The ongoing dispute over the South China Sea has apparently spilled over into cyberspace recently, as hackers allegedly from China have attacked government and private-sector organizations linked to the row over the key waterway.

Japan Times reported that hackers using malicious software have tried to swipe sensitive information from the Philippines and other targets.

The actors behind this malware target government and private-sector organizations that were involved in the international territorial dispute centering on the South China Sea. Hence, the name of the malware, which means South China Sea rat.

Cybersecurity firm F-Secure, that spotted the malware, said that it has been following the threat refered to as Remote Access Trojan since last year. Based on their observations, the timings of the attacks indicated political motivation, as they occurred either within a month following notable news reports related to the dispute, or within a month leading up to publicly-known political events featuring the said issue.

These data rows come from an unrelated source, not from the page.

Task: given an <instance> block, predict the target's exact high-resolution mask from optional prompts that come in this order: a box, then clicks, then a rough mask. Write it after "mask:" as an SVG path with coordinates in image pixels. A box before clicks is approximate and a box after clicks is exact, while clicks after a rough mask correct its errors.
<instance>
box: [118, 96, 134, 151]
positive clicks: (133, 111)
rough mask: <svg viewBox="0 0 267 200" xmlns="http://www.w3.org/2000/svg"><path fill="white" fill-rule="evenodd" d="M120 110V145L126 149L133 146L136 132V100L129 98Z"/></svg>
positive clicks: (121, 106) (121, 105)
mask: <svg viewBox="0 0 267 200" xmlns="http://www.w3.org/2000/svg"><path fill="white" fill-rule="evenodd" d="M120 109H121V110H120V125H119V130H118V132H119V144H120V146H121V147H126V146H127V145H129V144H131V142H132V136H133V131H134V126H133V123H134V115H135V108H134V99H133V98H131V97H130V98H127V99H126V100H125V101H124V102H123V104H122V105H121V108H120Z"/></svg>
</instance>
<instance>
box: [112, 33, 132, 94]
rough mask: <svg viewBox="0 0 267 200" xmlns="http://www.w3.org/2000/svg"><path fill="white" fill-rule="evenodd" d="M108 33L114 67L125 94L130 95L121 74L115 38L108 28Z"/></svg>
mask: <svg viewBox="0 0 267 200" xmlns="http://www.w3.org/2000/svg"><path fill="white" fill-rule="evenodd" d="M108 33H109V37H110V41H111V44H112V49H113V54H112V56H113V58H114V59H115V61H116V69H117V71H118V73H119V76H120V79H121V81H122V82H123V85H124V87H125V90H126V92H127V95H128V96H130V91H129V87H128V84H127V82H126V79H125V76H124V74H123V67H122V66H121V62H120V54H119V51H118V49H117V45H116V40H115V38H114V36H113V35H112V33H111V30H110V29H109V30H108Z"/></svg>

While the malware samples uncovered had initially been connecting to command-and-control servers hosted by a U.S. cloud-computing service, that changed on Oct. 26, 2015, when all servers pointed to a Chinese IP address. This shift coincided with reports of a U.S. Navy ship making the first in a planned series of so-called freedom of navigation operations near Chinese-controlled islets in the South China Sea.

Targets included the Philippines Department of Justice, the organizers of the Asia-Pacific Economic Cooperation (APEC) Summit and an unidentified major international law firm involved in last month’s landmark South China Sea arbitration decision at The Hague, the company report said.